Monitoring: SNMP Support


SNMP support is available for enterprise licenses only.


Overview

Simple Network Management Protocol (SNMP) is an Internet-standard protocol for collecting and organizing information about managed devices on IP networks. It is used primarily for monitoring network services. SNMP exposes management data in the form of variables (metrics) which describe the system status and configuration. These metrics can then be remotely queried (and, in some circumstances, manipulated) by managing applications.

In RavenDB we have support for SNMP which allows monitoring tools like Zabbix, PRTG and Datadog direct access to the internal details of RavenDB. We expose a long list of metrics: CPU and memory usage, server total requests, the loaded databases, and also database specific metrics like the number of indexed items per second, document writes per second, storage space each database takes, and so on.

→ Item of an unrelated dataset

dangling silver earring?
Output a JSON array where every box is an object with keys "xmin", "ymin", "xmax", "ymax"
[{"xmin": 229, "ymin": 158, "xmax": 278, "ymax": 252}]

You can still monitor what is going on with RavenDB directly from the Studio, or by using one of our monitoring tools. However, using SNMP might be easier in some cases. As users start running large numbers of RavenDB instances, it becomes impractical to deal with each of them individually, and using a monitoring system that can watch many servers becomes advisable.

Enabling SNMP in RavenDB

RavenDB is already configured to support SNMP. All you have to do is enable it and restart the server. This is done by adding the following key to your settings.json file:

{
    ...
    "Monitoring.Snmp.Enabled": true
    ...
}

Configuration options

There are several configurable SNMP properties in RavenDB.


For SNMPv1:

  • The SNMP port - default: 161
  • List of supported SNMP versions - default: "V2C;V3"

For SNMPv2c:

  • The community string - default: "ravendb"

The community string is used like a password. It is sent with each SNMP GET request and allows or denies access to the monitored device.


For SNMPv3:

  • Authentication protocol - default: "SHA1"
  • The user for authentication - default: "ravendb"
  • The authentication password - default: null; if set to null the community string is used instead.
  • Privacy protocol - default: None
  • Privacy password - default: "ravendb"

You can change these properties with the following configuration keys:

{
    ...
    "Monitoring.Snmp.Port": 12345,  
    "Monitoring.Snmp.SupportedVersions": "V#",  
    "Monitoring.Snmp.Community": "yourString",  
    "Monitoring.Snmp.AuthenticationProtocol": "protocol",  
    "Monitoring.Snmp.AuthenticationUser": "yourUser",  
    "Monitoring.Snmp.AuthenticationPassword": "yourString",  
    "Monitoring.Snmp.PrivacyProtocol": "protocol",  
    "Monitoring.Snmp.PrivacyPassword": "yourString"  
    ...
}

The Metrics

It is usually easy to query the exposed metrics using a monitoring tool. (Example). However, you should also be able to access those directly using any SNMP agent like Net-SNMP. Each metric has a unique identifier (OID) and can be accessed individually.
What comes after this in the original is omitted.